For Indian startups and AI labs, the strong and growing pipeline of women in STEM is a strategic advantage. Expanding women's participation in AI development strengthens model development, validation, and governance processes, resulting in trustworthy AI systems that ensure resilience and global competitiveness.
Demand for responsible AI literacy is growing
As organisations scale AI use, the need for technical knowledge of AI models, their risks, and data and model governance processes is growing. Industry bodies, academic institutions, and professional associations have developed frameworks and educational offerings in response that support knowledge and upskilling to drive responsible AI that builds trust.
From AI talent acquisition to ensuring responsible AI at scale
The global race to lead in AI development will be won with talent, investment, and a disciplined mindset. As a host to more than 1,800 Global Capability Centres, according to reports, including over 500 focused on AI, India is ranked in the top four countries globally in AI talent acquisition in the Stanford AI Index, and is the second-largest contributor to AI projects on GitHub. Significant public and private investment commitments announced at the summit reflect growing confidence in India’s AI ecosystem.
Yet for AI startups, the real differentiator will lie in how effectively they combine technical depth with structured risk governance and inclusive scientific talent.
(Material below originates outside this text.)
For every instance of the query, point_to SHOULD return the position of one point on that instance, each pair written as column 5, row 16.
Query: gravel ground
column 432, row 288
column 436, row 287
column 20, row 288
Organisations that recognise the importance of cognitive and gender diversity, with expanded participation by women—not as a downstream HR initiative, but as an enhancement to AI model development —will create responsible, trustworthy models that regulators accept, customers trust, and markets reward.
In the next phase of India’s AI growth story, the winners will not simply be those who build the fastest models—but those who build the most resilient and responsibly governed ones.
(Michael Sell is Senior Vice President, Global Association of Risk Professionals (GARP))
(Disclaimer: The views and opinions expressed in this article are those of the author and do not necessarily reflect the views of YourStory.)